Imaging: Choice of modality — The choice of pelvic imaging is based on the clinician's judgment, depending on patient age, history, and symptoms.

Pelvic ultrasound – Pelvic ultrasound is the first-line imaging study in patients with AUB. Transvaginal examination should be performed, unless there is a reason to not perform the vaginal study (eg, patient declines because they have not engaged in penetrative sexual intercourse). Transabdominal sonography should also be performed if transvaginal imaging does not allow adequate assessment of the uterus or adnexa or if a large pelvic mass is present.
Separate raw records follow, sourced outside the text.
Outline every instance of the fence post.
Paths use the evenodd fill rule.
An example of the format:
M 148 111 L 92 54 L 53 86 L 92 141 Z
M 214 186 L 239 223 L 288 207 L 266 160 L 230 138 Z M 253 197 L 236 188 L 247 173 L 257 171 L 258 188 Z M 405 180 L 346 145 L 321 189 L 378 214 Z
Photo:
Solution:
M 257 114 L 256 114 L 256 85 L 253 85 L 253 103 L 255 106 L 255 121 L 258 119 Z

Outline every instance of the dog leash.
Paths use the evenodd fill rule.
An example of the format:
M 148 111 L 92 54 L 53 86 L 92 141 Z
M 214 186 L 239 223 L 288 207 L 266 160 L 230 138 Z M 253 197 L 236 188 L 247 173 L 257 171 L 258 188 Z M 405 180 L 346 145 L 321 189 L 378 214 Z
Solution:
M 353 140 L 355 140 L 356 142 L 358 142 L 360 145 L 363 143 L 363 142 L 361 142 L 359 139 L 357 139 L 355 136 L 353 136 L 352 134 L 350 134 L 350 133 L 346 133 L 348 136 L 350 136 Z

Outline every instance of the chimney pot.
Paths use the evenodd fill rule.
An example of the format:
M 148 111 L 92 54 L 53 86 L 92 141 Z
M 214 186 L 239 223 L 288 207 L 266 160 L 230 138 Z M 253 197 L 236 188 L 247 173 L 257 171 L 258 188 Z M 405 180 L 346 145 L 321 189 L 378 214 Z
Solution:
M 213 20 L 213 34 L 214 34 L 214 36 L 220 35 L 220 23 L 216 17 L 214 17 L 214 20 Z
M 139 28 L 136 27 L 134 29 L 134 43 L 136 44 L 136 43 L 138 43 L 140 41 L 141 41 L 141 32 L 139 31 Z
Ultrasound is effective at characterizing anatomic as well as vascular uterine pathology and adnexal lesions [65]. As noted above, assessment of endometrial thickness is often not useful in premenopausal patients. (See 'Endometrial sampling: Choice of modality' above.)

If intracavitary pathology (lesions that protrude into the uterine cavity [ie, endometrial polyps, submucosal myomas, intramural myomas with an intracavitary component]) is suspected based upon the initial ultrasound, the patient may be evaluated with either saline infusion sonohysterography or hysteroscopy.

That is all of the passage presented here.